I'm glad you like the musical touch. Next chapter put John Mayer to mind, and the one after that Santana, and after that, The Cure. Who know, by the time the story's done I might burn a CD and call it the For Bitter or for Worse Soundtrack, LOL.
I don't even know where to start. I've been so busy lately with real life that when I get chances to read some good fanfiction, I want it to truly be good fanfiction -- I certainly wasn't disappointed by this! I wish I'd been a better person and reviewed on every chapter, but I was so eager to get onto to the next chapter that I couldn't stop for a review!
I'll have to say it all now: first off, I love how you portray all the characters. From minor to major, I never think you're out of character. And I think you manage to capture how people in their situations would really act, most especially Fred and Alicia. Second, I really like the mixture of angst and fluff; it's realistic and it makes for a great read! And of course, third, I love how even in death, Fred isn't gone -- having George hear his voice adds something to the story, in addition to being realistic. Whew, I cannot say enough good about this story.

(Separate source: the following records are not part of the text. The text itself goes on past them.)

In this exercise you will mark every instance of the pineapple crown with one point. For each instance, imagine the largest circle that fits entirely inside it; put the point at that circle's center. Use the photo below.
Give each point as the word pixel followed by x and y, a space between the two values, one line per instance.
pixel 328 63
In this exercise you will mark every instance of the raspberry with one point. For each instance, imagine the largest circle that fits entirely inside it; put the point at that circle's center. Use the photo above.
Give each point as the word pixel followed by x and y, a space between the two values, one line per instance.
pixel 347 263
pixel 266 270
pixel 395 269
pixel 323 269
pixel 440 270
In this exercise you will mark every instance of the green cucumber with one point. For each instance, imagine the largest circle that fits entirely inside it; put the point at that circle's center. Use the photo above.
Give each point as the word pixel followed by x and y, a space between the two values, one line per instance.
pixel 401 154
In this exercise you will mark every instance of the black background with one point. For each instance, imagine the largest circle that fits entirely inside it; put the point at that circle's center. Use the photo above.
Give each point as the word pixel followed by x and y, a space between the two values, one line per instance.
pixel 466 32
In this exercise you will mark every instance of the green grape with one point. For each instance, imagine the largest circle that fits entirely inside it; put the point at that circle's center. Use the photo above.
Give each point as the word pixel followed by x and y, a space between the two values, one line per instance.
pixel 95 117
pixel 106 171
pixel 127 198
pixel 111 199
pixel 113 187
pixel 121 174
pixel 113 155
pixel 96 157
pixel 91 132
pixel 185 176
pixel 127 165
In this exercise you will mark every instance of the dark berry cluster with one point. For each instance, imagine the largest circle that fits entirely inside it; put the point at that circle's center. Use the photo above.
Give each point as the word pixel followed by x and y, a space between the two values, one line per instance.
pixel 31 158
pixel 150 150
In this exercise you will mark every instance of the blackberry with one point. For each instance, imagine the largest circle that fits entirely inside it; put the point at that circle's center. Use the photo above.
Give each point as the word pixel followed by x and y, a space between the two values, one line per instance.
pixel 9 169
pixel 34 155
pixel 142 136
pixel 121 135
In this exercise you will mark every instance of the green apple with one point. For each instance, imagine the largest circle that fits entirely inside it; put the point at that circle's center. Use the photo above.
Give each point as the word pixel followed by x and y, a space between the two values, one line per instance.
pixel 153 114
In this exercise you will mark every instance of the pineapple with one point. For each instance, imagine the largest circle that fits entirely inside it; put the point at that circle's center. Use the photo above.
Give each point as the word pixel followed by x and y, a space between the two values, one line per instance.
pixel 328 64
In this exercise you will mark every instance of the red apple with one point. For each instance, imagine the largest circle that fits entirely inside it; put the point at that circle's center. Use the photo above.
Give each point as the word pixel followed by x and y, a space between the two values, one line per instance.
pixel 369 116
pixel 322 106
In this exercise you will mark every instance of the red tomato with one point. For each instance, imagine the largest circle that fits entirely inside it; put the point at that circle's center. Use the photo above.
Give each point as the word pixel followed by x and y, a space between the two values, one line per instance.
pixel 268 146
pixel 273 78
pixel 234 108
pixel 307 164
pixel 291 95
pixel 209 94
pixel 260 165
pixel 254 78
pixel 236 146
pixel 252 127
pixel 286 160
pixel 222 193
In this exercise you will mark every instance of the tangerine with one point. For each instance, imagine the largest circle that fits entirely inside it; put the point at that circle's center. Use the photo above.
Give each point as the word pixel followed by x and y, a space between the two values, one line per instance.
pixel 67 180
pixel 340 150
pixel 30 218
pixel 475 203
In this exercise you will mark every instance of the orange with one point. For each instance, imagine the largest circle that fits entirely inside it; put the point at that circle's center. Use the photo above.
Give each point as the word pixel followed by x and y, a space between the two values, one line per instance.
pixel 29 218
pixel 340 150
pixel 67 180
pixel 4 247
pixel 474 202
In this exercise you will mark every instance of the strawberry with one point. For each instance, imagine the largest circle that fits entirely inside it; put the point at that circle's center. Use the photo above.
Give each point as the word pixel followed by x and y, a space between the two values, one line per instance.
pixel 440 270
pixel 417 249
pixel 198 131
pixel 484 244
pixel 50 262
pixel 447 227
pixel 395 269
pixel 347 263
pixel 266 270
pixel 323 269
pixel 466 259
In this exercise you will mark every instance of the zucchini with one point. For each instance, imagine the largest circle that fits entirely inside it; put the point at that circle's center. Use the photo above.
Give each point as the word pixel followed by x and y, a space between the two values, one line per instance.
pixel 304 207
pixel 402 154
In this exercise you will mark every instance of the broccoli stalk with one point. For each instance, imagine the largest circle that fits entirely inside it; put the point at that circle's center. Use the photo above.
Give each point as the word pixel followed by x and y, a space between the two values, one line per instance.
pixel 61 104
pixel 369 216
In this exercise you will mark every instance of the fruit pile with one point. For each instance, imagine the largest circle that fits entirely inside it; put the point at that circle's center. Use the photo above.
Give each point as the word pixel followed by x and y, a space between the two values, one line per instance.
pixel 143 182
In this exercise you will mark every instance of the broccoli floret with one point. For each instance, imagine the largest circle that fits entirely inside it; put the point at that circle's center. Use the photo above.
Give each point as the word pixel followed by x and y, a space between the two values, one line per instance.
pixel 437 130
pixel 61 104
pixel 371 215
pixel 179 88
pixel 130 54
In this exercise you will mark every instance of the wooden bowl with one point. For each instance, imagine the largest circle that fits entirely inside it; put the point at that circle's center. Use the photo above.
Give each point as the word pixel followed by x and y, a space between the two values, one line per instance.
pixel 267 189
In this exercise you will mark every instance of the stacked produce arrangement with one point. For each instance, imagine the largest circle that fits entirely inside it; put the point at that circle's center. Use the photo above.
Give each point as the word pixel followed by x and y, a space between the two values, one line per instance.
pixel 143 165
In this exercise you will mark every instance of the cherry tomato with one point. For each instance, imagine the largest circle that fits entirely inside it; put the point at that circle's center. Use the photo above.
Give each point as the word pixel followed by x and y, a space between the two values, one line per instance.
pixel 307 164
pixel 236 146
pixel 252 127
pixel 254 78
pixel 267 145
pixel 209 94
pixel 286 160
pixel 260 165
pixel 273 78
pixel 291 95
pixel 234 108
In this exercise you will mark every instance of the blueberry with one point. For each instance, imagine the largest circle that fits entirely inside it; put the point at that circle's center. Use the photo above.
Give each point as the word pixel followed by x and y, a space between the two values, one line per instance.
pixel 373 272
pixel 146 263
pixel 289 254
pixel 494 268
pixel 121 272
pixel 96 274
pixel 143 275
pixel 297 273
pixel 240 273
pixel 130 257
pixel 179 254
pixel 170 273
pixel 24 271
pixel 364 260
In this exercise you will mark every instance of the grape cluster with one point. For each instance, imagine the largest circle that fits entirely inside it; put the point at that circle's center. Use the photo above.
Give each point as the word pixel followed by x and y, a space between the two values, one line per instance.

Tackling what George must have felt after Fred's death and how he recovers is a big job, and with this fic you're certainly doing well! I eagerly look forward to more, and I can't wait to see how everything turns out with Oliver and with the baby :)
*hums Matchbox Twenty* I wish the real world would just quit hassling Maggie! :D
Maybe some people wouldn't consider having a deceased twin's memory become the little voice of reason...or something like it....mentally healthy, but when Jo said George never really got over Fred, I thought that was the healthiest way for that to happen!
Thank you for the encouragement, and for reading when you got the chance! :)
Summary: The end of Harry Potter and the Deathly Hallows - from Ginny's POV
Excellent! This is the first fic I've read with a POV of the ending from another character, and it was fantastic. You write very well, and I loved getting to hear from Ginny. Kudos!